Mittlerweile gehören 79 Gemeinden zur Region im Südosten Österreichs. Die Kooperation möchte lokale Ressourcen, Fertigkeiten und Märkte wieder stärker in den Mittelpunkt rücken und die Lebensqualität der Menschen in der Region verbessern. Betriebe können die Strukturen der Vulkanlandinitiative nutzen, zum Beispiel für Werbezwecke oder um GeschäftspartnerInnen aus der Region zu finden.
Neben der wirtschaftlichen Zusammenarbeit werden unter einem gemeinsamen Logo auch verschiedene lokale Lebensmittel vermarktet, wobei es eher um die Versorgung der regionalen Bevölkerung geht als um Export und Tourismus. Als nächstes Ziel hat sich die Region die Energieunabhängigkeit bis zum Jahr 2025 gesteckt.

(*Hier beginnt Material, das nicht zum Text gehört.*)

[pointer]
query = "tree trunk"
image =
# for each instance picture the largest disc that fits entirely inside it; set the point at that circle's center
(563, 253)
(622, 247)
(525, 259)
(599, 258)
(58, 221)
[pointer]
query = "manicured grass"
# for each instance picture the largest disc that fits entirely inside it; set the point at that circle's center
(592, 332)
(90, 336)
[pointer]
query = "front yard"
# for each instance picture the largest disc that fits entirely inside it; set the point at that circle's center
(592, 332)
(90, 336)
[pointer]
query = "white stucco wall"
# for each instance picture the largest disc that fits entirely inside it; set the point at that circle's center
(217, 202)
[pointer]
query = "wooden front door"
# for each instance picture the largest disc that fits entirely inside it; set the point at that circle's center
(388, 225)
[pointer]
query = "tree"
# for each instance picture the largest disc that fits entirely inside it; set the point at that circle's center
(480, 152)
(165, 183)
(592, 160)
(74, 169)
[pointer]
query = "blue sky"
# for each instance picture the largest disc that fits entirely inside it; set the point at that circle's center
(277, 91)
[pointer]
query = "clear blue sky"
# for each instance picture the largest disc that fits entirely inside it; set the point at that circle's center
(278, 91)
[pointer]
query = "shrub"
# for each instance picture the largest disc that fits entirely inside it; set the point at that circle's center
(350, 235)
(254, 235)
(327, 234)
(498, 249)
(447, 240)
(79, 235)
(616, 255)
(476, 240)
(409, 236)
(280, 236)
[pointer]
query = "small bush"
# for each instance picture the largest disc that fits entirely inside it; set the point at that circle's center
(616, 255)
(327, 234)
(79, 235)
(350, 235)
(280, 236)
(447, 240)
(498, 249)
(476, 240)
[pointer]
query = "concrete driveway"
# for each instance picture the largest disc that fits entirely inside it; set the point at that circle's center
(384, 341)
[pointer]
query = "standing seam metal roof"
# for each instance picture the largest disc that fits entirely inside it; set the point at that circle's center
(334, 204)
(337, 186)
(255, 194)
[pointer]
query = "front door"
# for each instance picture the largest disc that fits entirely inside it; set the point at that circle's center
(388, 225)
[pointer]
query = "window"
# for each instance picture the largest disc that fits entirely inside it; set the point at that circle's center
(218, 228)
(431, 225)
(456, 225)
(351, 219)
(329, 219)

Wie die New York Times berichtet, kann sich die Region durch die verstärkte Kooperation und die Fördergelder der Europäischen Union über eine blühende Wirtschaft und einen Zugewinn an Lebensqualität freuen. Dadurch ist sie auch für jüngere Menschen wieder interessant geworden, die vor kurzem noch in die Städte ausgewandert sind.